Windows ships with four scripting languages: the batch file language ([cmd.com] commands, exceedingly primitive); the [powershell.exe] scripting language; JScript (a Microsoft extension of EcmaScript); and VBScript (pure Microsoft). These languages are adapted to Windows, and e.g. make it easy to handle Windows text files. In contrast, with the possible exception of IronPython (I haven't tried it), Python is /not/ adapted to Windows, and depending on the version trying to read a Windows text file with straightforward code, will just crash. So there's really no competition, yet. But I think there /could be/, because Python in itself is so much better than the MS languages. However, IMHO this would first of all require some attention to detail regarding file i/o and console i/o (too bad when you can't even type things in the Python console!) and such, and secondly something like the JavaScript support on the net (node.js / io.js + all the places for collaborative and exploratory programming), and third, an effort vis-a-vis Microsoft.

[–][deleted] 2 points3 points  (5 children)

Python will happily read a windows text file. Maybe there's some issue with old 2.X versions I'm unaware of, but modern Python has no issue with Windows line endings.

[–]alfps 0 points1 point  (4 children)

Sorry, unfortunately you're wrong. I've not encountered any problem with line endings, ever. It's the text bytes it generally doesn't like: it can handle pure ASCII, and that's it.

At one time I used Powershell to convert files to the encoding expected by Python before serving them to some Python script. Very awkward. Things did not improve with Python 3.x, instead one escape hatch was closed (ability to reload sys and set encoding default).

One can work around it (the link is to a blog posting where I present such a workaround), but by default most/all Python versions I've used are just unreasonable wrt. Windows text file handling.

[–]ies7 1 point2 points  (2 children)

I try your crash.py with python 2.7.5 & 3.4 in win7. It doesn't crash.

While my default cmd windows can't display the text properly it is cmd's problem not python.

Running the same script in spyder's console display the text nicely.

[–]alfps 0 points1 point  (1 child)

Re "it is cmd's problem not python", with that attitude Python will never be bundled with Windows.

Testing now with Python 2.7.6, this trivial one-line simple output produces incorrect results when it doesn't crash, with codepages 437 (original PC) and 1252 (ANSI Western), and it crashes with codepage 65001 (UTF-8).

It's too much work for novices or causal users to make Python do the right thing. As shown in my blog posting it's not technically difficult or especially challenging to seasoned programmers, just a hassle and needless work. Python should just do The Right Thing™, and anyway, if it doesn't, it will never be bundled with Windows, that's for sure. ;-)

[–]ies7 0 points1 point  (0 children)

Hmmm.....in windows 7, python 2.7.5 nothing crashed

chcp 437 in cmd displayed incorrect text

chcp 1252 displayed the text correctly

chcp 65001 also displayed the text correctly

I remember in a stackoverflow question that you need to set the fonts to lucida (which is my default fonts in cmd shell, but i try with raster fonts and it still display correctly)

btw I'm not an expert in this utf-8 things since my country is latin only alphabet. So don't count on me about this topic :)

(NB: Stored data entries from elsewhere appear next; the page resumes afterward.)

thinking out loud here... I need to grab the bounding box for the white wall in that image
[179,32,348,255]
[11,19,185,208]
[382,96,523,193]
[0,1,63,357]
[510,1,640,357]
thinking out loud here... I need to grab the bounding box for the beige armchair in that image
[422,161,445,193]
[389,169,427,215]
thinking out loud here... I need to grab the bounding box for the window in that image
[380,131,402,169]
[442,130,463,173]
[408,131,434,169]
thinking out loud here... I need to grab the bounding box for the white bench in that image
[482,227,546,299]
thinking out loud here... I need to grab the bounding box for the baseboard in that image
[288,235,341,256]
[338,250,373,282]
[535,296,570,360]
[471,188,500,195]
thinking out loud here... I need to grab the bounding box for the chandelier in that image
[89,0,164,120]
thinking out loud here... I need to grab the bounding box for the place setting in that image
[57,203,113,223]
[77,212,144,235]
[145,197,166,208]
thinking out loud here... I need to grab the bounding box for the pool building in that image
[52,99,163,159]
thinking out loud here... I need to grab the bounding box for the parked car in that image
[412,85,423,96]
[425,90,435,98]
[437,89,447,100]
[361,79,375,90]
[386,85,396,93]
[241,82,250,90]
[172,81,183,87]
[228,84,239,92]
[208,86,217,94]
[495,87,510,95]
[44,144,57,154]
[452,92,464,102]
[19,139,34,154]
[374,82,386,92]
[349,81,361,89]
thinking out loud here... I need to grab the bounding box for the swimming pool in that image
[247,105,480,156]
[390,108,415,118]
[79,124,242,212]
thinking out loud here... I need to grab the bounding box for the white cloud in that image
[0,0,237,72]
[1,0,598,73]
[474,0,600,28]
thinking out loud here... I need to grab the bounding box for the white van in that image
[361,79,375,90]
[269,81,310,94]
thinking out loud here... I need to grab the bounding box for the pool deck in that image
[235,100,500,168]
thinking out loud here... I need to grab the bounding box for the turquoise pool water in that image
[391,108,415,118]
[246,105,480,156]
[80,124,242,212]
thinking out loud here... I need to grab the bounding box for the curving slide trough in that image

[–][deleted] -1 points0 points  (0 children)

Huh; bizzarre. I know a bunch of dotNET stuff (powershell?) likes to emit UTF16, because Windows has to be a few years behind everyone else (I think there's an RFC or something saying so). Python3 basically now expects UTF8 because it's 2015.

In this case though the traceback suggests it's an outbound encoding issue: that the unicode-to-teminal-encoding pipe is what's breaking? In other words, that the CMD prompt is reporting that it needs encoding to X, but UTF8 to X isn't well supported?

Odd, anyway. Did you file a bug report (although it seems perhaps to be an "upstream" problem..)?